Focus on festivals: School of Music’s new approach invites more interaction
Breaking with tradition, the UW-Madison School of Music will present an array of music festivals this year, rather than individual guest artists scattered throughout the fall and spring semesters.
The shift is part of a new effort this academic year to draw community audiences, students and faculty to a wide range of festivals lasting several days and featuring more than just performances. Master classes, workshops and lectures are among the offerings on tap — with the goal of deeper learning and broader community engagement with the School of Music.
Festivals include one devoted entirely to brass music, scheduled for Oct. 8-13; a jazz festival in early December; and two featuring music of contemporary composers: Cecilia McDowall (Feb. 19-23) and George Crumb (March 22-23). The festivals are funded by either the Vilas Trust or the Anonymous Fund.
Another festival in tribute to French baroque composer Jean-Philippe Rameau was added over the summer, with events occurring in different months but all linked by the composer’s music.
Three headline concerts are ticketed, but all other events are free and open to the public. Students of all ages are encouraged to attend the wide variety of master classes, colloquia, composition workshops and open rehearsals.
Cecilia McDowall, a British composer, will mark her first residency in the U.S. with her appearance at UW–Madison. The school will feature her music at two concerts in February, including a U.S. premiere of “Seventy Degrees Below Zero” with the UW Symphony Orchestra. The Scott Polar Research Institute commissioned the work as a tribute to British Royal Navy officer Robert Falcon Scott, who vied to discover the South Pole in 1910 and ultimately lost his life.
Festival organizer John Aley, professor of trumpet, discovered McDowall’s music while researching new trumpet music several years ago.
“(Piano professor) Martha Fischer and I gave the North American premiere of Cecilia McDowall’s work for trumpet and piano, ‘Framed,’ based on a series of seven works of arts in London’s Tate Gallery,” Aley says. “It was a wonderful experience. She wrote an incredibly varied piece, representing a wide range of compositional styles.
“I happened to come back to her website not long after seeing a news item about the UW–Madison IceCube project and the dots connected to her piece recently commissioned by the Scott Polar Research Institute.”
When the opportunity to design a grant-funded festival arose at the School of Music, Aley jumped at the chance.

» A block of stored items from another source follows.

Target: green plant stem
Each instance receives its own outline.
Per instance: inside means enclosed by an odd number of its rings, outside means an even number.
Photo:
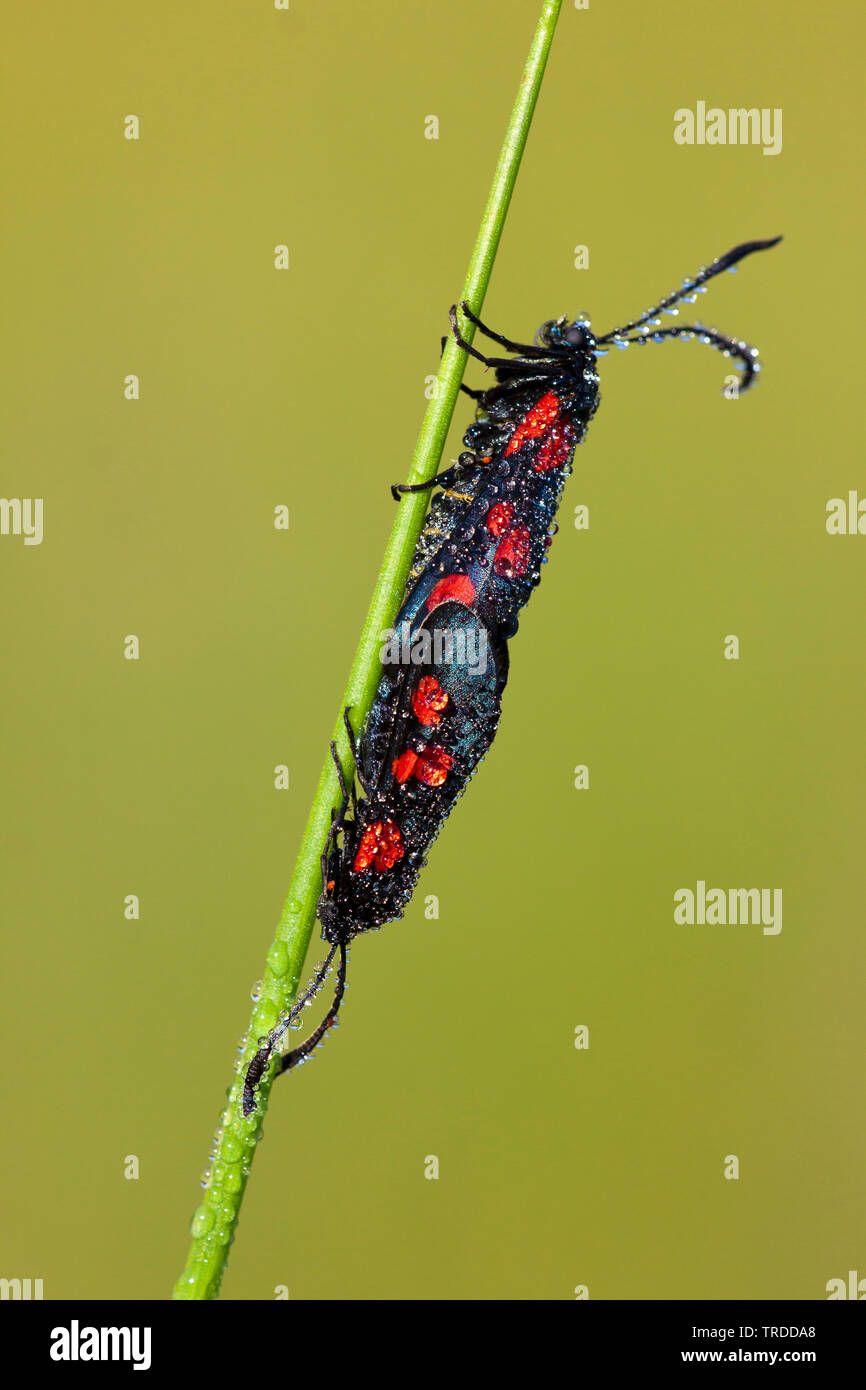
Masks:
[[[461,299],[465,299],[476,314],[480,313],[484,302],[561,4],[562,0],[544,0],[542,5],[541,18],[472,252]],[[472,325],[464,323],[462,331],[464,337],[471,341]],[[465,364],[465,352],[449,337],[439,364],[437,388],[424,416],[412,457],[407,479],[411,483],[426,482],[436,472]],[[424,522],[428,497],[427,493],[404,495],[397,509],[334,727],[334,741],[347,769],[351,767],[351,750],[343,727],[342,712],[350,707],[354,727],[361,728],[381,674],[380,634],[393,622],[399,608],[412,554]],[[227,1092],[226,1108],[220,1117],[214,1141],[210,1172],[203,1178],[206,1186],[202,1203],[192,1220],[192,1246],[186,1267],[174,1288],[175,1298],[216,1298],[219,1292],[255,1146],[261,1137],[262,1119],[272,1084],[269,1071],[258,1091],[257,1111],[244,1119],[240,1108],[243,1075],[257,1050],[257,1039],[275,1026],[280,1012],[291,1006],[297,994],[322,887],[319,863],[322,846],[330,825],[331,809],[339,804],[339,799],[337,776],[329,756],[319,777],[288,897],[267,954],[262,992],[253,1010],[235,1078]],[[286,1095],[284,1100],[288,1102],[289,1096]]]

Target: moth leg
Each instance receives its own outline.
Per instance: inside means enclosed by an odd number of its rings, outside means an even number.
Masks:
[[[467,343],[460,329],[457,327],[457,306],[455,304],[452,304],[451,308],[448,310],[448,317],[451,320],[451,334],[457,346],[462,347],[464,352],[468,352],[469,356],[474,357],[478,362],[483,362],[485,367],[492,366],[492,359],[485,357],[484,353],[479,352],[471,343]]]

Taking advantage of the polar science connection, the festival will feature an educational multimedia presentation by IceCube scientist Michael DuVernois, who will describe the project and elaborate on the history of polar research.
The Wisconsin Brass Quintet, a faculty ensemble at the School of Music, will perform during the “Celebrate Brass!” festival.
Photo: School of Music
Aley is also organizing “Celebrate Brass!,” a six-day festival in October offering four concerts, master classes on brass instruments, and colloquia. “This program will take the audience through a gamut of emotions and sonic delights,” Aley says.
The two other grant-funded festivals include the Madison Schools/UW-Madison Jazz Fest, Dec. 4-6, with New York-based jazz trumpeter Ingrid Jensen, and a festival on March 22-23 honoring legendary composer George Crumb, winner of Grammy and Pulitzer Prizes.
The Rameau festival, which will begin Nov. 14, was conceived by musicology professor Charles Dill, a Rameau expert who spent considerable time in France last year during the 250th anniversary of the composer’s death.